While true in some respects, this is quite misleading. America is more than what Bush and Rumsfeld and the others say it is. I have come to deeply resent the notion that I must accept the picture of America as being involved in a "just war" against something unilaterally labeled as terrorism by Bush and his advisors, a war that has assigned us the role of either silent witnesses or defensive immigrants who should be grateful to be allowed residence in the US. The historical realities are different: America is an immigrant republic and has always been one. It is a nation of laws passed not by God but by its citizens. Except for the mostly exterminated native Americans, the original Indians, everyone who now lives here as an American citizen originally came to these shores as an immigrant from somewhere else, even Bush and Rumsfeld. The Constitution does not provide for different levels of American ness, nor for approved or disapproved forms of "American behavior," including things that have come to be called "un-" or "anti-American" statements or attitudes. That is the invention of American Taliban who wants to regulate speech and behavior in ways that remind one eerily of the unregretted former rulers of Afghanistan. And even if Mr. Bush insists on the importance of religion in America, he is not authorized to enforce such views on the citizenry or to speak for everyone when he makes proclamations in China and elsewhere about God and America and himself. The Constitution expressly separates church and state.
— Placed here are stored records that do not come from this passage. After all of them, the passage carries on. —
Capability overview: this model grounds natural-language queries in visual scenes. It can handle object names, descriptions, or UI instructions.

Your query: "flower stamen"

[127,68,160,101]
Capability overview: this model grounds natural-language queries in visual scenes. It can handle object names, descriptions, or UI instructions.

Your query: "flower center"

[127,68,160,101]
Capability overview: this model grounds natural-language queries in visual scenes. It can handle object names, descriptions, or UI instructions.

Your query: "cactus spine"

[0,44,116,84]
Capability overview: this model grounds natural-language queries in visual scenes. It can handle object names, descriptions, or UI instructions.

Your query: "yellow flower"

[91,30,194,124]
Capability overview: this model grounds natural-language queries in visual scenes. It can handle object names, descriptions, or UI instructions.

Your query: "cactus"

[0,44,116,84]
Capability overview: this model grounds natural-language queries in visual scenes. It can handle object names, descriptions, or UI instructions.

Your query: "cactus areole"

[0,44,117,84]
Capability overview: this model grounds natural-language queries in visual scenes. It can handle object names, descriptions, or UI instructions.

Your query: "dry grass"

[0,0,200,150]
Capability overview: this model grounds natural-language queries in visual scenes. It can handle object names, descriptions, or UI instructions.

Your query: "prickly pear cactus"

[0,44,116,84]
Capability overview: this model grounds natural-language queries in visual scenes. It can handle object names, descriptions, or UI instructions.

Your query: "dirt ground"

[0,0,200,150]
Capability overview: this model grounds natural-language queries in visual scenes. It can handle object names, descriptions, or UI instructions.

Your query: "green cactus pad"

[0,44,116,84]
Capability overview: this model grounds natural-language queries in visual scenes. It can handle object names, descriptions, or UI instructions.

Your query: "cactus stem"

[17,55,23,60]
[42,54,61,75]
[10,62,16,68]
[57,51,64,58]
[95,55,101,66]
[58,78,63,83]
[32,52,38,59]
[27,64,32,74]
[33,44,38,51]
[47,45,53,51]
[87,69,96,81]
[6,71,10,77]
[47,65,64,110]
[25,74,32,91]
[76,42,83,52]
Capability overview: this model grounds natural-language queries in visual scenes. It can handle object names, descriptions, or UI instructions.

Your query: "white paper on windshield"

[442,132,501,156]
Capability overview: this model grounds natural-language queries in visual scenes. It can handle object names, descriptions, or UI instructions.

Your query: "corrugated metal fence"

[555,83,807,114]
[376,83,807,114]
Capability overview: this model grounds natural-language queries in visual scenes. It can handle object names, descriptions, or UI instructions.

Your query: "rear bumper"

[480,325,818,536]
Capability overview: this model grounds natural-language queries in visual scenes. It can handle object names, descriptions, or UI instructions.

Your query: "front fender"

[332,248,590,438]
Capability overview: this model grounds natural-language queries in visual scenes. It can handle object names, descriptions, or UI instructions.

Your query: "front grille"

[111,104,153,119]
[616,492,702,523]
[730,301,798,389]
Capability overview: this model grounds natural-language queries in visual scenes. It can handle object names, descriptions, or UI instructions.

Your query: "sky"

There is worse. By passing the Patriot Act last November, Bush and his compliant Congress have suppressed or abrogated or abridged whole sections of the First, Fourth, Fifth and Eighth Amendments, instituted legal procedures that give individuals no recourse either to a proper defense or a fair trial, that allow secret searches, eavesdropping, detention without limit, and, given the treatment of the prisoners at Guantanamo Bay, that allow the US executive branch to abduct prisoners, detain them indefinitely, decide unilaterally whether or not they are prisoners of war and whether or not the Geneva Conventions apply to them -- which is not a decision to be taken by individual countries. Moreover, as Congressman Dennis Kucinich (Democrat, Ohio) said in a magnificent speech given on 17 February, the president and his men were not authorized to declare war (Operation Enduring Freedom) against the world without limit or reason, were not authorized to increase military spending to over $400 billion per year, were not authorized to repeal the Bill of Rights. Furthermore, he added -- the first such statement by a prominent, publicly elected official -- "we did not ask that the blood of innocent people, who perished on September 11, be avenged with the blood of innocent villagers in Afghanistan." I strongly recommend that Rep. Kucinich's speech, which was made with the best of American principles and values in mind, be published in full in Arabic so that people in our part of the world can understand that America is not a monolith for the use of George Bush and Dick Cheney, but in fact contains many voices and currents of opinion which this government is trying to silence or make irrelevant.